飯綱町芋川地区の中心部の低地には、芋川氏の館跡があります。この館跡は、平安時代に芋川荘の政所であったところといわれ、後にその荘司の子孫にあたる豪族芋川氏の居館もこの近くにありました。今は堀の家(森家)と称する一軒家があって、家の北と西にL字形に土塁が残っており、現存する部分は東西方向に25メートル、南北方向に20メートルあります。2001年から行われた発掘調査では、漆器・椀・硯・茶臼など芋川氏に関係したと思われるものも出土しています。(※1)
また、山の上には中世の山城跡があります。中でも鼻見城址は展望がすばらしく、ぜひ訪れたいところです。山の北側から車で登れば、歩いて数分で本丸跡へ着きます。標高722.7メートルの鼻見城山の頂に構築されたこの山城は、奥信濃で大きな勢力を持っていた芋川氏の砦でした。本丸跡は東西25メートル、南北6メートルの楕円形で、土塁の跡はなく平たんです。
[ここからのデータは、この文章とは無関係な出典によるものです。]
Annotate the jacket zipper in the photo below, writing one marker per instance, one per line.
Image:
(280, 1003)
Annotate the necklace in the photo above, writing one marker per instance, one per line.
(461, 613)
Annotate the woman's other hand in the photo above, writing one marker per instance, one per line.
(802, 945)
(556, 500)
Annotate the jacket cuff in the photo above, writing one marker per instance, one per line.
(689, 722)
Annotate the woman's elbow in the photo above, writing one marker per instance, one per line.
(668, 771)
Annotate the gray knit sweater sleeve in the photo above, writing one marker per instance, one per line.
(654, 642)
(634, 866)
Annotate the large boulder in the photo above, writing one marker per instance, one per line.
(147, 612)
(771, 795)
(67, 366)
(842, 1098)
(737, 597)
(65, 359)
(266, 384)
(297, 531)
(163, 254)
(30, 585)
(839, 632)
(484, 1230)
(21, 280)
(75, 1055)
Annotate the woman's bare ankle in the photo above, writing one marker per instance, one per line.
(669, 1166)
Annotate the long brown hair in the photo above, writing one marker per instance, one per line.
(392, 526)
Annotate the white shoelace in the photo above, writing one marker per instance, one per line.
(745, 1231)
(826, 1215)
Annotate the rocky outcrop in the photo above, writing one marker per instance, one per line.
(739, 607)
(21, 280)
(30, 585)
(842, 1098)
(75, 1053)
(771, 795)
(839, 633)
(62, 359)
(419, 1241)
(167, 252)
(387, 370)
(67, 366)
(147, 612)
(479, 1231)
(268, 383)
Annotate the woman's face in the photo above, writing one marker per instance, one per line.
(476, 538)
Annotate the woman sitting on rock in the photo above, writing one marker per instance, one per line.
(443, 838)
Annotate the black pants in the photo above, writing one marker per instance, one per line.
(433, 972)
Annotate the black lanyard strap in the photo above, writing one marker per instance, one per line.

眼下には三水の田園風景、南に髻山、東に千曲川、その向こうには菅平や笠岳の山々が一望できます。 若宮城址は登るのに少しばかり労を要します。南側の若宮集落から細い山道を登り最後に急な階段をへて20分位でたどり着きます。周囲は絶壁ですが、現在の山頂は木々に囲まれ、眺望はききません。標高698メートルの山頂に本丸を置き、これに続く尾根全体と南麓と北麓に空壕をめぐらしています。この地方においてはかなり大規模な山城で、芋川氏の居城でした。本丸跡は東南に面した断崖上にあり、東西23.5メートル、南北16メートルの長方形です。
日向地区は飯綱町の奥座敷のようなところです。昔ながらの藁葺き屋根の家が残る山の中の集落ですが、急勾配の土地のせいか、現在はほとんどが空き家になっています。散策をするには落ち着いたよいところですが、冬の生活の厳しさが想像されます。最後にご紹介する戸谷峰は標高756メートルの頂を持つ峰です。現在の山頂は、木々が育ち、北側の弱電動や関田山系、上平方面がわずかに見えるだけですが、南側の車道は 見晴らしが抜群です。旧三水村地域を見渡し、また眼前にそびえる妙高山は迫力満点です。